Saat pandemi Covid-19 melanda dan siswa-siswi harus belajar di rumah, terbukti bahwa pengetahuan yang telah dikuasai membuat dampak kehilangan pembelajaran bisa diminimalkan. “Memang banyak kesulitan terjadi sejak kegiatan belajar dari rumah tetapi semuanya terkejar saat siswa kembali ke sekolah. Selain penggunaan bahasa ibu, instrumen-instrumen lainnya yang disediakan sangat membantu kami,” katanya.

Saat ini, pemetaan Profil Belajar Siswa yang dilakukan oleh Bergita di SD Inpres Wudu akan diadaptasi oleh semua sekolah di Kabupaten Nagekeo. Bupati Nagekeo dr. Johanes Don Bosco Do, M.Kes. pada 4 April 2022 telah mengeluarkan Instruksi Bupati Nagekeo Nomor 400/KESRA-NGK/89/04/2022 tentang Pemulihan Pembelajaran melalui Pemetaan, Perbaikan dan Evaluasi Kemampuan Literasi dan Numerasi Dasar Peserta Didik Jenjang Pendidikan Dasar.

“Rasanya bahagia sekali. Hal kecil yang kami lakukan ternyata menghasilkan hal baik. Ini adalah prestasi sekolah, sebab tanpa dukungan guru, pegawai, komite, orang tua dan siswa-siswi, tidak mungkin hal ini terjadi. Saya yakin pemetaan Profil Belajar Siswa yang akan diterapkan di sekolah lain juga akan berhasil,” tutupnya.
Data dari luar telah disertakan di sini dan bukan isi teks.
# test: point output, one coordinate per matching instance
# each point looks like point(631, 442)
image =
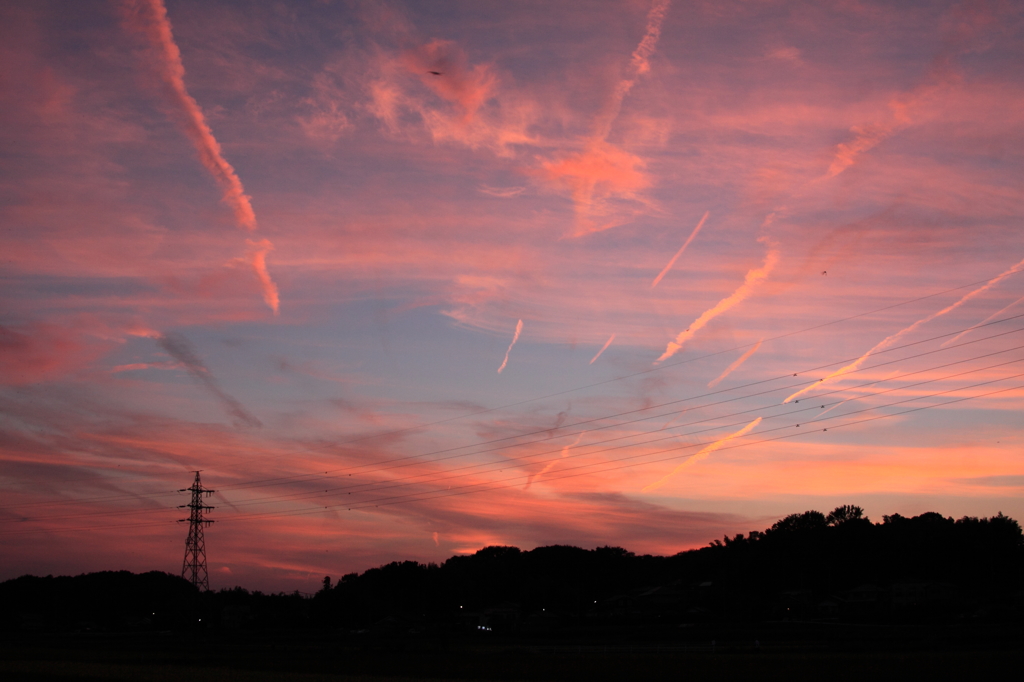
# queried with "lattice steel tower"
point(194, 566)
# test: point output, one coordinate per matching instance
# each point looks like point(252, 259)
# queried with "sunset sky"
point(409, 279)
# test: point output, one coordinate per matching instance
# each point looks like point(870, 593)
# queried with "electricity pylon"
point(194, 566)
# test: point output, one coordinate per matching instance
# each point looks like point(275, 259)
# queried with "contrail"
point(260, 249)
point(603, 348)
point(732, 368)
point(680, 252)
point(515, 337)
point(982, 323)
point(640, 64)
point(705, 452)
point(549, 465)
point(178, 347)
point(148, 17)
point(889, 340)
point(753, 279)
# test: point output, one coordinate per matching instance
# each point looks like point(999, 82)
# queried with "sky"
point(404, 280)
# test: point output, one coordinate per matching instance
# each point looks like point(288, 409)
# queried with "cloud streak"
point(180, 349)
point(550, 465)
point(603, 348)
point(258, 261)
point(680, 252)
point(889, 340)
point(735, 366)
point(983, 322)
point(515, 337)
point(751, 282)
point(702, 454)
point(148, 18)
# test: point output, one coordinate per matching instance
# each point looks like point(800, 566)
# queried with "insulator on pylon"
point(194, 565)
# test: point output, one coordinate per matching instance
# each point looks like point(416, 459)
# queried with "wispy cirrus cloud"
point(180, 349)
point(752, 281)
point(515, 337)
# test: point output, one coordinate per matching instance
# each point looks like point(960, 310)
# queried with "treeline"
point(805, 566)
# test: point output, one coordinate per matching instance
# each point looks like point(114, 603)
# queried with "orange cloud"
point(704, 453)
point(732, 368)
point(148, 18)
point(680, 252)
point(983, 322)
point(751, 282)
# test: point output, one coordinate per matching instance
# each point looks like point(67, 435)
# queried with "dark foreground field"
point(786, 651)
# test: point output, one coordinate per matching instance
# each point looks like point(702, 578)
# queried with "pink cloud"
point(148, 18)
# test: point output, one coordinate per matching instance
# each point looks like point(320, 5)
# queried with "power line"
point(379, 468)
point(366, 504)
point(285, 479)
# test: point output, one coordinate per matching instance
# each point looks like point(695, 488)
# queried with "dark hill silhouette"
point(808, 566)
point(102, 601)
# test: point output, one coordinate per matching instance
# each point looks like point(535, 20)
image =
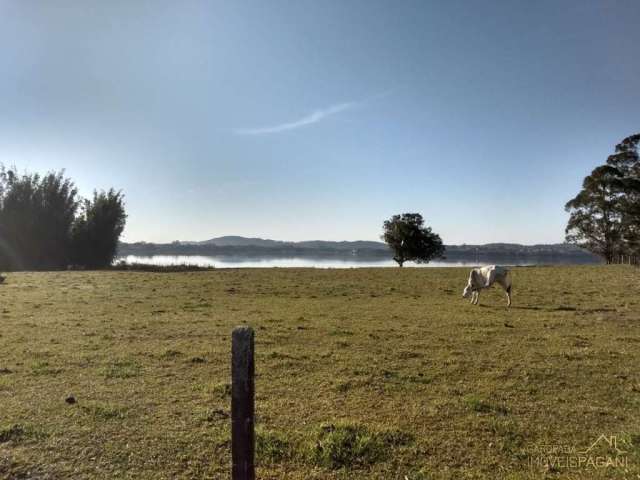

Dari depan sekolah, tampak Gunung Ebulobo tinggi menjulang. Siswa kelas satu yang selesai belajar berlarian mereka menuju gerbang. Canda dan pekik khas anak-anak riuh terdengar. Lalu sebuah lagu mereka nyanyikan. Iramanya berasal dari lagu serial kartun populer, hanya saja syairnya dalam bahasa Boawae.

“A Meze A Coo,

 Ae Ae Ae.

Ae pu’u wunga, ne’e huruf A

A A A A A, belajar huruf A!”

Kurang lebih artinya:

A besar, A kecil. Air air air. (Kata) Air diawali dengan huruf A, A A A A A, belajar huruf A!.